SINGAPORE (Reuters) - Hong Kong airline Cathay Pacific Airways Ltd (0293.HK) will defer deliveries of five Airbus SE (AIR.PA) widebody aircraft by a year and switch six others to a smaller model as it finalised an order for 32 narrowbody aircraft, it said on Wednesday.
The carrier has been slashing costs and adjusting its route network after reporting on Aug. 16 its biggest first-half loss in at least two decades amid stiff competition from rivals.
It announced a non-binding deal to buy 32 Airbus A321neo aircraft valued at $4.064 billion at list prices on Aug. 21. That purchase was finalised on Wednesday, according to a stock exchange announcement.
Cathay also said on Wednesday it would switch six orders for A350-1000s to the smaller A350-900 model, saving $288 million based on list prices. The A350-900s will be delivered in 2019 and 2020, the airline said.
Cathay added it would defer the delivery of six A350-1000 aircraft to 2021 from 2020.
“We evaluate and adjust our fleet plan on an ongoing basis in accordance with the airlines’ latest network growth needs,” a Cathay spokesman said. “The A350-900 is an efficient aircraft for launching new routes and operating secondary frequencies, which better matches our expansion plan for the next couple of years.”

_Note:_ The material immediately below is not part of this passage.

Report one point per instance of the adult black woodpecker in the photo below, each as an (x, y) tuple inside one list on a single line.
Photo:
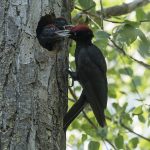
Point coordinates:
[(50, 31), (91, 73)]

An Airbus spokesman confirmed the A321neo orders and the changes to the A350 order, and said the total number of A350s ordered by Cathay remained unchanged at 46. Cathay has also leased two A350-900s from AerCap Holdings NV (AER.N).
Airlines typically receive discounts on the list prices from the manufacturers. Cathay said it had received unspecified price concessions as part of the deal.
The airline announced on Aug. 31 it would fly from its Hong Kong hub to three new European destinations - Brussels, Copenhagen and Dublin - using A350-900 aircraft from next summer. It has cancelled flights to Düsseldorf, Germany as part of the network changes.
The A321neos, to be delivered between 2020 and 2023, will be operated mainly by short-haul arm Cathay Dragon on routes to mainland China and elsewhere within Asia, the airline said last month.